Play-Doh acts as an armour — or does it? Twenty-four Grade 5 students from West Park Elementary School tested this theory in a science experiment that challenged the protection abilities of the modelling clay.



Play-Doh acts as an armour — or does it?

Twenty-four Grade 5 students from West Park Elementary School tested this theory in a science experiment that challenged the protection abilities of the modelling clay.

And in doing so, the youngsters snagged second place in a Alberta Science Happens Here MythBusters contest organized by the Science Alberta Foundation.

Science Happens Here runs a six-week program in rural Albertan communities working with colleges, local residents and businesses to highlight the use of science and careers in that area.

As part of this year’s program in Olds and Red Deer, a community and school contest open to schools and community groups (in two separate categories) was conducted.

Participants were required to develop a hypothesis and use science to determine if it is “busted, confirmed or requires more research.” A video demonstrating the experiment was required.

Of the 45 school entries, most were at the high school level.

The top three earned tickets to the Discovery Channel’s MythBusters show and a meeting with the show’s stars.

Grade 5 teacher Katie Bruinsma uses MythBusters in the classroom to partially teach the scientific method, to increase excitement and to show science can be fun.

When her students told her the MythBusters show was coming to Red Deer, she researched and found the “Bust a Myth” contest.

“The class brainstormed and they chose the myth to bust,” said Bruinsma.

“A lot of them wanted to do things like Coca-Cola and Mentos because they saw the explosion.

“One mentioned this Play-Doh video and we looked at it and as a class we decided that would be a good one to bust.”

She said the project was a good opportunity to reinforce the scientific method skills and it fit into the Grade 5 science curriculum.

“The kids were involved in all of it,” said Bruinsma.

“They designed the experiment. They chose the myth. They scripted it and acted it. And then we studied the results together. The class was in charge of everything.”

Francesa Garigue, project co-ordinator of Science Happens Here, Science Alberta Foundation, said a winning entry has both science and creativity. Scientific inquiry is about 50 per cent of the score, presentation is 30 per cent and originally is 20 per cent.

“The goal of Science Happens Here is to get the community and to get our youth talking about science,” she said.
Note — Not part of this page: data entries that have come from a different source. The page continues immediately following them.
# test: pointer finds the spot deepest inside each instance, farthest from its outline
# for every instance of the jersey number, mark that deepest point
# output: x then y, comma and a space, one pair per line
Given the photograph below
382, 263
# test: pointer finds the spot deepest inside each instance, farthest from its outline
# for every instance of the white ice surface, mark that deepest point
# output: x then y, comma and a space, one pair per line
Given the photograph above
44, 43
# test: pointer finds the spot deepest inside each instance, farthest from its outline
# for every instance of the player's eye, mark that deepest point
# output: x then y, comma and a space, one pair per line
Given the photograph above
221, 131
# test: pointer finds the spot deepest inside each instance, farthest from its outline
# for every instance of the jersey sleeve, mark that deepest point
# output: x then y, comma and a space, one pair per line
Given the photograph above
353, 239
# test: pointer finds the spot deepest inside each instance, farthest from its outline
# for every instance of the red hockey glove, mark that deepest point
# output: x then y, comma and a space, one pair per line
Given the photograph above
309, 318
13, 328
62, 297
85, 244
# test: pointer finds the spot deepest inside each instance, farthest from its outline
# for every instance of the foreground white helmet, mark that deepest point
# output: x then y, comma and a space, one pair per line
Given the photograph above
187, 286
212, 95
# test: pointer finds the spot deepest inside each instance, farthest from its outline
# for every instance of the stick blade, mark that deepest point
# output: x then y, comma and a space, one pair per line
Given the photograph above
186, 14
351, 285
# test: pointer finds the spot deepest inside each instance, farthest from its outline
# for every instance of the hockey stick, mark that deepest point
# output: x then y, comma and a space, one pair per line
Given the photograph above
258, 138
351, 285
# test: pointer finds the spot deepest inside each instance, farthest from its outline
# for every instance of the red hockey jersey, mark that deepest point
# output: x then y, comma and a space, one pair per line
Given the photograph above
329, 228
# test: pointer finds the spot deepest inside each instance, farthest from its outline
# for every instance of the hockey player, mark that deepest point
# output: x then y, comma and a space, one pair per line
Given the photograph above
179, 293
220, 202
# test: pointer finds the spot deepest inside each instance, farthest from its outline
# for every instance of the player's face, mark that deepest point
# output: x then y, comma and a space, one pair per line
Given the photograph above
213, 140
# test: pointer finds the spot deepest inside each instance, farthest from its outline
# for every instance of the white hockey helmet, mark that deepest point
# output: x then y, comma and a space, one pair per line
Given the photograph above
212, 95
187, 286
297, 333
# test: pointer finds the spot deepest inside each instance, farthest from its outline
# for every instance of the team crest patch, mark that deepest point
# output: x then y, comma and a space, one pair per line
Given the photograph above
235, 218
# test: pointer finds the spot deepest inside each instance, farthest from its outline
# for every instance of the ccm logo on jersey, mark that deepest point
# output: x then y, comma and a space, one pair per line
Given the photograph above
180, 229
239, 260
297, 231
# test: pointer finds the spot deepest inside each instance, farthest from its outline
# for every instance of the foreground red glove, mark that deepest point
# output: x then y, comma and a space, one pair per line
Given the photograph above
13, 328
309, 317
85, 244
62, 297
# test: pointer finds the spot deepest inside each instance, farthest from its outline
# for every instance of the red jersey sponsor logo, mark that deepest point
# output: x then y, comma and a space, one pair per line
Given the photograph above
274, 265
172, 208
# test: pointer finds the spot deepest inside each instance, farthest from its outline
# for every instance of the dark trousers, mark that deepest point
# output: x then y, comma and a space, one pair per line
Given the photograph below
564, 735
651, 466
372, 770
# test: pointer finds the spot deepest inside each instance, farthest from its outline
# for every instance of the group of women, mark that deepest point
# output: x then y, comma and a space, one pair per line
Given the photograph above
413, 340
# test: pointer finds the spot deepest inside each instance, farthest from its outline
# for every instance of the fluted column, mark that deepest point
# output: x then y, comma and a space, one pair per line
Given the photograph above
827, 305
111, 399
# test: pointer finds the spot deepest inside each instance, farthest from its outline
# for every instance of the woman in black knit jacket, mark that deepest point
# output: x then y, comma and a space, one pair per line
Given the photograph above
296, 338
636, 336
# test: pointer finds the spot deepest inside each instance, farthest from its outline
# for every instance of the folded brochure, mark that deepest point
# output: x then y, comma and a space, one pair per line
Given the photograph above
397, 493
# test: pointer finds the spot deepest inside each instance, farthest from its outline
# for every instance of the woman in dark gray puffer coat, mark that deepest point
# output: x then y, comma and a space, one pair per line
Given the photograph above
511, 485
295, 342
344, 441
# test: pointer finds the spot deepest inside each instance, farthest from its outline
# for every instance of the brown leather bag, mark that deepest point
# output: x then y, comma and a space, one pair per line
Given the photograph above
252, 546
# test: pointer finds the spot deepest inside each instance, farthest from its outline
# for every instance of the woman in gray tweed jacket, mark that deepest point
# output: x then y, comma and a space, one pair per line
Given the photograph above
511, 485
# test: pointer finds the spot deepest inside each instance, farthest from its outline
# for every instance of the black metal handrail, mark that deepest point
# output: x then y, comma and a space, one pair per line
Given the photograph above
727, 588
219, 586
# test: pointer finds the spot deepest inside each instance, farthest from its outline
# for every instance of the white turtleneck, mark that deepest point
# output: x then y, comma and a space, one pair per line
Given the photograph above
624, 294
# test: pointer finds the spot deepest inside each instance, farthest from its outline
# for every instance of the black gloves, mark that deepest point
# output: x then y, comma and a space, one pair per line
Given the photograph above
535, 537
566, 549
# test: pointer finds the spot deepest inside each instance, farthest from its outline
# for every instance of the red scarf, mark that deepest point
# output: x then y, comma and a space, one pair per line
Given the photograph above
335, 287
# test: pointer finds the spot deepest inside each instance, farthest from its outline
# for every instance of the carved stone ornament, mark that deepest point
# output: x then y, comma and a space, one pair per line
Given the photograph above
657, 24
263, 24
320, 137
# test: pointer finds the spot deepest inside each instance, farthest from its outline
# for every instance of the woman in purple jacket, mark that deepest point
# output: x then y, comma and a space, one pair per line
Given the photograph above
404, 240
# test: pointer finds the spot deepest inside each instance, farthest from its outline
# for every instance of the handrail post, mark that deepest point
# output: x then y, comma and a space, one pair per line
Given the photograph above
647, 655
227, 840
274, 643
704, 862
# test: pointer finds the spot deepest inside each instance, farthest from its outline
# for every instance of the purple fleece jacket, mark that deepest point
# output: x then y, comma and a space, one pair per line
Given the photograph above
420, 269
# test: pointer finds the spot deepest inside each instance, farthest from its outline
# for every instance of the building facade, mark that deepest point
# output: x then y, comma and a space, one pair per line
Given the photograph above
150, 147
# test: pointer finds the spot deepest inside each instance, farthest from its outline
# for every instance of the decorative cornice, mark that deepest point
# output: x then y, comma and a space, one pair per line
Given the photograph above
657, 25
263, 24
“We want to inspire healthy curiosity about science and kinda demythify the fact that it is not always done in a lab and it is not always complicated. You don’t have to be a scientist to understand it. There’s science that happens in everyday things.”

Olds High School’s Grade 11 class took first place while the Holy Trinity Catholic School Grade 1 class in Olds placed third.

The first place entry in both divisions will have their video played at the MythBusters show.

Two MythBusters shows in Red Deer on Saturday and at the Ralph Klein Centre in Olds on Sunday have sold out.

First place honours in the community contest went to brothers Craig and Adam Holder.

Second place went to brothers Colin and Kolby Chant while Nick Ekelund, Bryan Burdick and Steven Burdick placed third.